Zrobiłam jeden element z " rozdawajkowej " Brugijki
















Ale  aktualnie walczę z kulami...






















A tak cieszą oczy chryzantemy :)







Pozdrawiam bardzo serdecznie :) Bardzo się cieszę że do mnie zaglądacie i obdarowujecie mnie  serdecznościami :)

środa, 9 listopada 2011

Wyjątkowo krótki post :)

Na chwilkę rzuciłam wszystko.Znajoma spytała czy da się jakoś ukryć maleńką,prawie niezauważalną dziurkę w nowo zakupionej bluzce...Wymyśliłam tak :)






















Drugie zdjęcie w trochę pokombinowanej wersji,ponieważ wieczorem nie byłam w stanie uchwycić koloru z bliska...za to dokładnie widać listki :)
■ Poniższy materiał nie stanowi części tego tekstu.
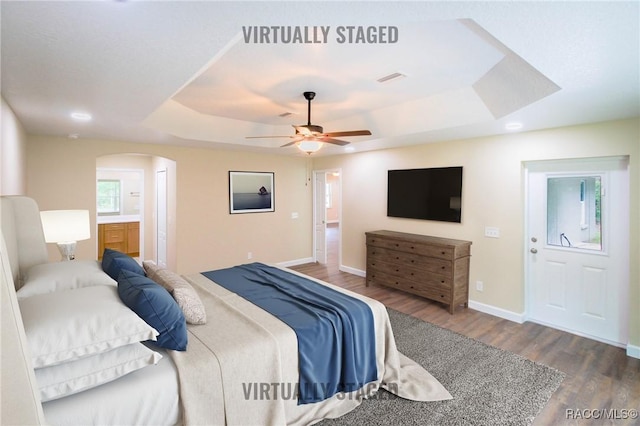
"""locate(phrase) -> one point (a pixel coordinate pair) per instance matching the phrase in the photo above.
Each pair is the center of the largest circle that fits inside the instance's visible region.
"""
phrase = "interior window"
(108, 197)
(574, 212)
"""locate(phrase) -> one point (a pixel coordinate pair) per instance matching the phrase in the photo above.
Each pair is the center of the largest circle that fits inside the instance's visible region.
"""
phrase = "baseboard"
(354, 271)
(296, 262)
(633, 351)
(496, 312)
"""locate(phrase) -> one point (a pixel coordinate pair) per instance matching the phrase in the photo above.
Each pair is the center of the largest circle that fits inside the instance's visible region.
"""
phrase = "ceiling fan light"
(309, 146)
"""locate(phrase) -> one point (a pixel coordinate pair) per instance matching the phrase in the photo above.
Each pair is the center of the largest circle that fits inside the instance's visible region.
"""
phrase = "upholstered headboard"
(20, 394)
(22, 229)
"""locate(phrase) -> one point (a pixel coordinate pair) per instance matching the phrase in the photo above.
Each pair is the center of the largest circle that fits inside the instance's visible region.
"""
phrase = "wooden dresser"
(431, 267)
(123, 237)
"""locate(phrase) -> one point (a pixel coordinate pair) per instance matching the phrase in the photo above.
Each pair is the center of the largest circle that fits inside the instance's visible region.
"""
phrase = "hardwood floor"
(602, 384)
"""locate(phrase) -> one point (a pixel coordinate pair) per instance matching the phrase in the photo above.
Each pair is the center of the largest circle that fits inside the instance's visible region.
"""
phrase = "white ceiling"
(183, 73)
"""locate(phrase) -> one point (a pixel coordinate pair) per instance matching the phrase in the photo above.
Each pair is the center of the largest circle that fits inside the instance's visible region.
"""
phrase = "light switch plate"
(491, 232)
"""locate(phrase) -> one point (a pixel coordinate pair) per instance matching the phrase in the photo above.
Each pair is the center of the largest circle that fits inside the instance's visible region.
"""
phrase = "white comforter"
(241, 367)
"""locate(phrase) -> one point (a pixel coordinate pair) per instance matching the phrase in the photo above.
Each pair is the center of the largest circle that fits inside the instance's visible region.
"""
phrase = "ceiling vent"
(390, 77)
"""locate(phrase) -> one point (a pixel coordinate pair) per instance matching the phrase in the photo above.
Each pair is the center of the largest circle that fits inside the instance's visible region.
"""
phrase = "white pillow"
(50, 277)
(76, 376)
(68, 325)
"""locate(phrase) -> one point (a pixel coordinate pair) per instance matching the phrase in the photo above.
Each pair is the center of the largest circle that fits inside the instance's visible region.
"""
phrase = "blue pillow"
(114, 261)
(156, 306)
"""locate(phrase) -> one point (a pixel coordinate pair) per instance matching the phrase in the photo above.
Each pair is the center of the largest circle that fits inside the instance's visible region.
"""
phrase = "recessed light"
(392, 76)
(81, 116)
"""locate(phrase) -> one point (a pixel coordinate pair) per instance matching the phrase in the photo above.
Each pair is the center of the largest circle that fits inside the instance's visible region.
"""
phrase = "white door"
(578, 247)
(161, 218)
(320, 217)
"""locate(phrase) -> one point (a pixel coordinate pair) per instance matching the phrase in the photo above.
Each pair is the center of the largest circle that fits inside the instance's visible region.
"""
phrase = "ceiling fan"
(310, 137)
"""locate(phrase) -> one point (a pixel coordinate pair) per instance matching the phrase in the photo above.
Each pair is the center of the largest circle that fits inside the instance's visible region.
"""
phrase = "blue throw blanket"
(336, 335)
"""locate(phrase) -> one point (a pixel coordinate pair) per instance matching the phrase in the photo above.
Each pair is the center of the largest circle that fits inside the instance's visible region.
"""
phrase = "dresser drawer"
(426, 287)
(432, 267)
(425, 264)
(411, 247)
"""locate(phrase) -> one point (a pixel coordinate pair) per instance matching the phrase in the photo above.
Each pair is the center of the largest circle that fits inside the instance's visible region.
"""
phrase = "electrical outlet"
(491, 232)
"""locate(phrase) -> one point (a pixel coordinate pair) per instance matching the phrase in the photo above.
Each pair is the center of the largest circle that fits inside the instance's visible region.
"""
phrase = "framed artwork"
(251, 192)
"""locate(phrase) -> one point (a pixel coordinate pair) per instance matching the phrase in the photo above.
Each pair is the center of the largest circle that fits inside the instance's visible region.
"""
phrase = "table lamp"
(65, 228)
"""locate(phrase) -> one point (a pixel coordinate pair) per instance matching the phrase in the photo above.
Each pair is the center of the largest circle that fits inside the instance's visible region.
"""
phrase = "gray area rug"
(489, 386)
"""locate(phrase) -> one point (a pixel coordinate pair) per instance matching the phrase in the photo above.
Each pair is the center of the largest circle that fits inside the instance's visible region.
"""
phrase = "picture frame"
(251, 192)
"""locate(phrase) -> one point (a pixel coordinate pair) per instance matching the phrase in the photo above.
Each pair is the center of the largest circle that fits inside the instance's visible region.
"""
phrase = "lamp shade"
(61, 226)
(309, 146)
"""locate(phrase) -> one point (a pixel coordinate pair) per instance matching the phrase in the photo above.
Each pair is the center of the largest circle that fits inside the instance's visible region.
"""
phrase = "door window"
(574, 212)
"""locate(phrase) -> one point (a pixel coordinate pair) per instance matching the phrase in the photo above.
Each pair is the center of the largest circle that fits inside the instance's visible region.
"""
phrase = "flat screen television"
(428, 194)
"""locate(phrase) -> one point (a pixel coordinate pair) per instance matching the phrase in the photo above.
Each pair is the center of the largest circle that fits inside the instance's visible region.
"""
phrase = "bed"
(239, 367)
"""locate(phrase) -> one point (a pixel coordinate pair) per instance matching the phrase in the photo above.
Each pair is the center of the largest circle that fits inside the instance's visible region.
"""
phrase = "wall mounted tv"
(429, 194)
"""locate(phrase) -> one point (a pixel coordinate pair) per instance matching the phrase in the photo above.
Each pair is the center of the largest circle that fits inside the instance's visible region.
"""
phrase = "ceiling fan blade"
(333, 141)
(263, 137)
(302, 130)
(349, 133)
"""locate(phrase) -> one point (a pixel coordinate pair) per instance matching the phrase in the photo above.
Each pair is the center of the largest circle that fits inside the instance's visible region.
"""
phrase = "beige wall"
(13, 140)
(333, 212)
(61, 174)
(492, 196)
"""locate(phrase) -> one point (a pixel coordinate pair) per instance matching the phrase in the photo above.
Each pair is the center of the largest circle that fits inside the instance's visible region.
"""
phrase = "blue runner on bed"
(336, 335)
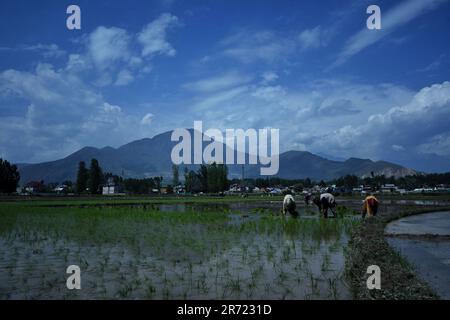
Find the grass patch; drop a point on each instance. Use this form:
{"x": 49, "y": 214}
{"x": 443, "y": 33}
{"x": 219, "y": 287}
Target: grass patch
{"x": 368, "y": 246}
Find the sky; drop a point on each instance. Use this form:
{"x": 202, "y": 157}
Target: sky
{"x": 309, "y": 68}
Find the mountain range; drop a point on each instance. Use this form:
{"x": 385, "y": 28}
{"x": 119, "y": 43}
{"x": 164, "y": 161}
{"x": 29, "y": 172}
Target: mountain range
{"x": 151, "y": 157}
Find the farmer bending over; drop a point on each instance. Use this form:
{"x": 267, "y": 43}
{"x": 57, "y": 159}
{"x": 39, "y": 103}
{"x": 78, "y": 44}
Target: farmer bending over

Od teraz pani Małgosia (właścicielka bluzki)będzie dla mnie Makową Panienką ;)
Pozdrawiam wszystkich bardzo serdecznie :)

wtorek, 8 listopada 2011

Małe Irlandki ;) i moja wygrana!

Zrobiłam trzy małe obiecane na Candy koroneczki.Muszę przyznać że to takie małe słodziaki :)Sami spójrzcie...





















Czy kuszą choć troszkę?Wzór do nich jest TUTAJ
A pozostając w temacie Irlandii...Wybrałam akurat ten filmik,bo przez 1,5 roku mieszkałam w Tullamore.Pozostaną mi wspaniałe wspomnienia...Uśmiechnięci i serdeczni ludzie.Spokojne życie...

A to moja wygrana z Candy u Ambiguity .


















Szalik przywłaszczyła sobie Bzdurka :) Przyznam się,że uchwycić kolor szalika graniczy z cudem.Zostaję przy tym zdjęciu...Kolor rzeczywisty widoczny na pierwszym :)













Korale będzie nosić mama :) A i jeszcze poczytam ...


















 Bardzo dziękuję :)



No to ja działam dalej...Oczywiście pomiędzy pracą a obowiązkami domowymi ;)








Pozdrawiam Was bardzo serdecznie :) Miłego dnia!